While overseas attending the G7 summit in Biarritz, France, President Trump fended off news from home that he had once floated the idea of using nuclear weapons in an attempt to neutralize hurricanes before they could reach land.
Axios broke the news Sunday in a story titled “Trump suggested nuking hurricanes to stop them from hitting U.S.”

The report cited sources “who have heard the president’s private remarks and been briefed on a National Security Council memorandum that recorded those comments,” and said that the president had brought the idea up “multiple times.”
“I got it. I got. Why don’t we nuke them?” one source paraphrases the president as saying during a briefing. “They start forming off the coast of Africa, as they’re moving across the Atlantic, we drop a bomb inside the eye of the hurricane and that disrupts it. Why can’t we do that?”
A briefer apparently told the president they would “look into that,” but was shocked at the suggestion.
The report says that the briefer “was knocked back on his heels,” and adds that “You could hear a gnat fart in that meeting. People were astonished. After the meeting ended, we thought, ‘What the f—? What do we do with this?'”
The White House responded to the report in the story, saying “We don’t comment on private discussions that the president may or may not have had with his national security team.”
One official reportedly wanted to emphasize that the president had good intentions.

“His goal — to keep a catastrophic hurricane from hitting the mainland — is not bad,” the official is reported to have said. “What people near the president do say is they say ‘I love a president who asks questions like that, who’s willing to ask tough questions.'”
However, that apparently didn’t go far enough for Trump, because Monday morning he tweeted out a repudiation of Axios’s report.
“The story by Axios that President Trump wanted to blow up large hurricanes with nuclear weapons prior to reaching shore is ridiculous,” he tweeted. “I never said this. Just more FAKE NEWS.”
The reporters who broke the story have both said they stand by their reporting.

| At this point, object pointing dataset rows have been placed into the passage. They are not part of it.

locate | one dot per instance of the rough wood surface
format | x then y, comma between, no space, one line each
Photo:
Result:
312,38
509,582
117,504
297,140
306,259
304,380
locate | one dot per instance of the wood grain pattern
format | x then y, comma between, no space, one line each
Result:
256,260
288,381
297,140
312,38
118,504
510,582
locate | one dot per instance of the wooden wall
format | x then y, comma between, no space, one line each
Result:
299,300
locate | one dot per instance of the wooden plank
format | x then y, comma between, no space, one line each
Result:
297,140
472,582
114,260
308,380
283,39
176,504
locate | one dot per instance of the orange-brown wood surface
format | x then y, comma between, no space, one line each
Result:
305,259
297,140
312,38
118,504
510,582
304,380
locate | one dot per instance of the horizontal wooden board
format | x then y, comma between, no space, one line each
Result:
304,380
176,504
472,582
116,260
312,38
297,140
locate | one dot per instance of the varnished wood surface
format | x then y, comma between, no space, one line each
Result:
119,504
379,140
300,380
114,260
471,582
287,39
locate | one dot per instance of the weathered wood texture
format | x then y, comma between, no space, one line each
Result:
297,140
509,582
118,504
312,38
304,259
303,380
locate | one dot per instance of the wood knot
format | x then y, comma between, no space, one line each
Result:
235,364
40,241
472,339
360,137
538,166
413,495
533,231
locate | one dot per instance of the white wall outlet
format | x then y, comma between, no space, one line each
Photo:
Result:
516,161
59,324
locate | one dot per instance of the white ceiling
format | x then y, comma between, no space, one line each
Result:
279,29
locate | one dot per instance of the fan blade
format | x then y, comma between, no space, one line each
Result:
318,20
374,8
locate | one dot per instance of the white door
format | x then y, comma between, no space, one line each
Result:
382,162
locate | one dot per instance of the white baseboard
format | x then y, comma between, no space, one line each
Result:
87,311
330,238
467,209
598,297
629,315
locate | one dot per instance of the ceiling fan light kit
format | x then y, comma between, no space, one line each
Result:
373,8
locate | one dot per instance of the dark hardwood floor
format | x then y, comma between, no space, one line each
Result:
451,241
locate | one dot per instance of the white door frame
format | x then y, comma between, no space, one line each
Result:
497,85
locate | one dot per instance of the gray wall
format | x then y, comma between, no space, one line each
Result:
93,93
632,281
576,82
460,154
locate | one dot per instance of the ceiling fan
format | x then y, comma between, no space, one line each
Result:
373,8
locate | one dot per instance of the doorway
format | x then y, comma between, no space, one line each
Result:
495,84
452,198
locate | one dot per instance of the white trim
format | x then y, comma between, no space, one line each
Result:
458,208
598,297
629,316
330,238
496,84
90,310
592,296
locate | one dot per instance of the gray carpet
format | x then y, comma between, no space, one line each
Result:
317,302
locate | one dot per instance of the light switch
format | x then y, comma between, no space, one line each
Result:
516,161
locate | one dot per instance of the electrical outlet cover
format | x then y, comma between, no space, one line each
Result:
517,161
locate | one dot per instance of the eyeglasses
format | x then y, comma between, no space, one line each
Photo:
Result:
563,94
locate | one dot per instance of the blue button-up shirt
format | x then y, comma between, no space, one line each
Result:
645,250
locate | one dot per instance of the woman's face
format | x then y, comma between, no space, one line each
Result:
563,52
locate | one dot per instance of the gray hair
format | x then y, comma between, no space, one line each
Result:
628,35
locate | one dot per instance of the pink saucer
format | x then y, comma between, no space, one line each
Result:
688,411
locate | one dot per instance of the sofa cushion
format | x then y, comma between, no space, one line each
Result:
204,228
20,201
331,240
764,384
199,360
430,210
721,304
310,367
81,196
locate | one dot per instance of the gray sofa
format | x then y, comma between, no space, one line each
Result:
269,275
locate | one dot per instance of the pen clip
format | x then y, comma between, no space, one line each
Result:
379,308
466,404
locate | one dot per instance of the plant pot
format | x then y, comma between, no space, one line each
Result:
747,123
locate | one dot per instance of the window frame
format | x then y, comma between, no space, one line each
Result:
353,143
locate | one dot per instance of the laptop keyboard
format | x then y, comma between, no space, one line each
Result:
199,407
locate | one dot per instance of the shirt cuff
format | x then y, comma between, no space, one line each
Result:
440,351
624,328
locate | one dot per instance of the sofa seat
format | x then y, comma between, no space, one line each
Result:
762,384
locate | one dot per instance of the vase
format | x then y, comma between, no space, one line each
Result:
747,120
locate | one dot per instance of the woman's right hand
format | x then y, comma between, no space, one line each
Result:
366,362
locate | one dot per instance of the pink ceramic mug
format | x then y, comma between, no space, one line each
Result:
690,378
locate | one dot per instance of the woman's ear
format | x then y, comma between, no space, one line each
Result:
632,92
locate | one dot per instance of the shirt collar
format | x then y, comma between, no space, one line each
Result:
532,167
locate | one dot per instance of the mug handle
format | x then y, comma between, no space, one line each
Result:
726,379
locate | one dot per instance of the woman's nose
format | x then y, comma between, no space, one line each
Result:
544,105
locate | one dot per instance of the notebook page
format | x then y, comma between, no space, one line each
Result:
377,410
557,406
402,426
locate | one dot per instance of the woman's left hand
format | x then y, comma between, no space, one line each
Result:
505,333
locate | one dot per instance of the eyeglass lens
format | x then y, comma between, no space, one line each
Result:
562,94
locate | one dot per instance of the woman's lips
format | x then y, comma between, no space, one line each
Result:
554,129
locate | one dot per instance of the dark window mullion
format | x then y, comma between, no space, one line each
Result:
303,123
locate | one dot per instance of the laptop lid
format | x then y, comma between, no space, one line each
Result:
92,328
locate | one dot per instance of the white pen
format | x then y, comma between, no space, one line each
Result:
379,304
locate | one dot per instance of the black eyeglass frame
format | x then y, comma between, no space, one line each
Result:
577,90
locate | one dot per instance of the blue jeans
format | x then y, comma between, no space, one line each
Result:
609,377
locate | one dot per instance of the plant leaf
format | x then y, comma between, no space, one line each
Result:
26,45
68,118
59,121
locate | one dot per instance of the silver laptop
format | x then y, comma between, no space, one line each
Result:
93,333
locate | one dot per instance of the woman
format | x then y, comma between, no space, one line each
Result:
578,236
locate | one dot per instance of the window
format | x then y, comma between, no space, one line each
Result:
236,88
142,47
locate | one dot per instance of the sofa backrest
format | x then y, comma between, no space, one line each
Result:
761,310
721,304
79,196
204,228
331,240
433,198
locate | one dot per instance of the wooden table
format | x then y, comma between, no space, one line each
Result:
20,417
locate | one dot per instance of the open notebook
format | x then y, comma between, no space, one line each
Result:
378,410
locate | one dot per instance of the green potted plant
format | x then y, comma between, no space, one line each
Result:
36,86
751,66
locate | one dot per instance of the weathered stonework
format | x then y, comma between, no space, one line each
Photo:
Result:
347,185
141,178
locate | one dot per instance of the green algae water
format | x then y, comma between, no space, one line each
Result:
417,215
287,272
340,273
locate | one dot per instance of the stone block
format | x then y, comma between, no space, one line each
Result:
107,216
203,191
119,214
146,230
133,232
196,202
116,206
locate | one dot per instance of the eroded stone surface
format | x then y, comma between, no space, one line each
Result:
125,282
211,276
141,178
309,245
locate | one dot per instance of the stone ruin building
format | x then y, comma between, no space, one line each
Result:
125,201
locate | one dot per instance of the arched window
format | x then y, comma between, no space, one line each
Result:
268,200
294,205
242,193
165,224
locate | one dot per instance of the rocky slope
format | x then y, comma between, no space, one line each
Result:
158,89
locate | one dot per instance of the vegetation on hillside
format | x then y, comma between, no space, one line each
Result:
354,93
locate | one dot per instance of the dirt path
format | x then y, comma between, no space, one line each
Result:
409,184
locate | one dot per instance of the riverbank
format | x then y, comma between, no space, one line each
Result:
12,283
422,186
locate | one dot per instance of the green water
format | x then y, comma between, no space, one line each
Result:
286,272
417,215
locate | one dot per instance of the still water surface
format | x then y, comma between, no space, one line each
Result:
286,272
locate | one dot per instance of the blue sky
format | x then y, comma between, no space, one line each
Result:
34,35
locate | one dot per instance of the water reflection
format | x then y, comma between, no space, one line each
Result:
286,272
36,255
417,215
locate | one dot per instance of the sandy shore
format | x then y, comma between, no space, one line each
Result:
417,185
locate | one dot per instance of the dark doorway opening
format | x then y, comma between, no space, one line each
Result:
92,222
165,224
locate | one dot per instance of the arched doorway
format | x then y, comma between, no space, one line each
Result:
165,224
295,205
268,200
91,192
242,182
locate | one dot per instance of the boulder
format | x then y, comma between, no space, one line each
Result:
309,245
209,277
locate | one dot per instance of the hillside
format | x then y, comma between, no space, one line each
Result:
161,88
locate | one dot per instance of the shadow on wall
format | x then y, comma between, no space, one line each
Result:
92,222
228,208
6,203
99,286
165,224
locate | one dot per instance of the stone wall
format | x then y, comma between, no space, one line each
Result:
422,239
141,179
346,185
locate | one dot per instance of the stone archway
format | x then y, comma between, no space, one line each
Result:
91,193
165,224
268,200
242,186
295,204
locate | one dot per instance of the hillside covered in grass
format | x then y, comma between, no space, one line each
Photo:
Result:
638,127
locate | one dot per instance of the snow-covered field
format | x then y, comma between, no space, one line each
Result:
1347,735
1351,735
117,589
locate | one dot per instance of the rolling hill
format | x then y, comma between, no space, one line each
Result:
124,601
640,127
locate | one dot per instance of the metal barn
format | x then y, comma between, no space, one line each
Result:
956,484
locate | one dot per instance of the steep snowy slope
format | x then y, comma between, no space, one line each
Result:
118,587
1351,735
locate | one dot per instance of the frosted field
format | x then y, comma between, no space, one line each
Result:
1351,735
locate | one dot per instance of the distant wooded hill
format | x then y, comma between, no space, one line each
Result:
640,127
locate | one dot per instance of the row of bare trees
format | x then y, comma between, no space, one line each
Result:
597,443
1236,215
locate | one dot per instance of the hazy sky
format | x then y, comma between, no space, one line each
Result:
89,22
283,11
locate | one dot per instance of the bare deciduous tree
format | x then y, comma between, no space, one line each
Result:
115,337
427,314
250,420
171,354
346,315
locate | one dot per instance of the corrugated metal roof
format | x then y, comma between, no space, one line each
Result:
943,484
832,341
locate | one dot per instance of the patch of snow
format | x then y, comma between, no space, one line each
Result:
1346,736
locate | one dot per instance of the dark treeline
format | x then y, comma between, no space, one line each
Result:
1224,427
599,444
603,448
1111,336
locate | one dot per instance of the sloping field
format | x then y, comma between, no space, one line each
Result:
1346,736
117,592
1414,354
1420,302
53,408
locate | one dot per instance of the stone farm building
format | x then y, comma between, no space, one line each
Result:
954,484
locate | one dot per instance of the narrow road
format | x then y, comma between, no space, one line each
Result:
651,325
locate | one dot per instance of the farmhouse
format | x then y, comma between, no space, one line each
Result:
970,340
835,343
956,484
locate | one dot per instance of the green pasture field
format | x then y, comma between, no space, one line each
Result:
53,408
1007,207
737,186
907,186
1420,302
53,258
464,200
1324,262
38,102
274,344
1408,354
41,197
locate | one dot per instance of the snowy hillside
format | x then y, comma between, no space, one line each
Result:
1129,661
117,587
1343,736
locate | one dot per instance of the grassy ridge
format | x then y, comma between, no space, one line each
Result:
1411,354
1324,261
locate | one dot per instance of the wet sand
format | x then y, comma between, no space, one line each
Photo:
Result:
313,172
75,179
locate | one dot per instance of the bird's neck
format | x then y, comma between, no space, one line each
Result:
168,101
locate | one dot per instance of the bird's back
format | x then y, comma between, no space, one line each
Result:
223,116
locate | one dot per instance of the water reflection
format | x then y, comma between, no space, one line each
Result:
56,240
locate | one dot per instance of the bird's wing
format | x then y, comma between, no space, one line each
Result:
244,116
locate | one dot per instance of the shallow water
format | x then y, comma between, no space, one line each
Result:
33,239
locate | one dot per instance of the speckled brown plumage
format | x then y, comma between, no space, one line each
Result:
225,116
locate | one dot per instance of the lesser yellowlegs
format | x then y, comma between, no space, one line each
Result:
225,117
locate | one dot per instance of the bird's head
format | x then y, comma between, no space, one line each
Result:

Margaret Talev replied with a tweet simply stating that “We stand by our reporting,” while her co-author, Jonathan Swan, went a bit more in-depth.
“I stand by every word in the story,” he wrote . “He said this in at least two meetings during the first year and a bit of the presidency, and one of the conversations was memorialized. Not to mention that we gave the White House press team full visibility of everything we were reporting nine hours before publication. We published their statement in the story.”
Trump wouldn’t be the first person to suggest using nuclear weapons to disrupt hurricanes before they make landfall.
In fact, the NOAA addresses the idea in an FAQ , noting that “Apart from the fact that this might not even alter the storm, this approach neglects the problem that the released radioactive fallout would fairly quickly move with the tradewinds to affect land areas and cause devastating environmental problems. Needless to say, this is not a good idea.”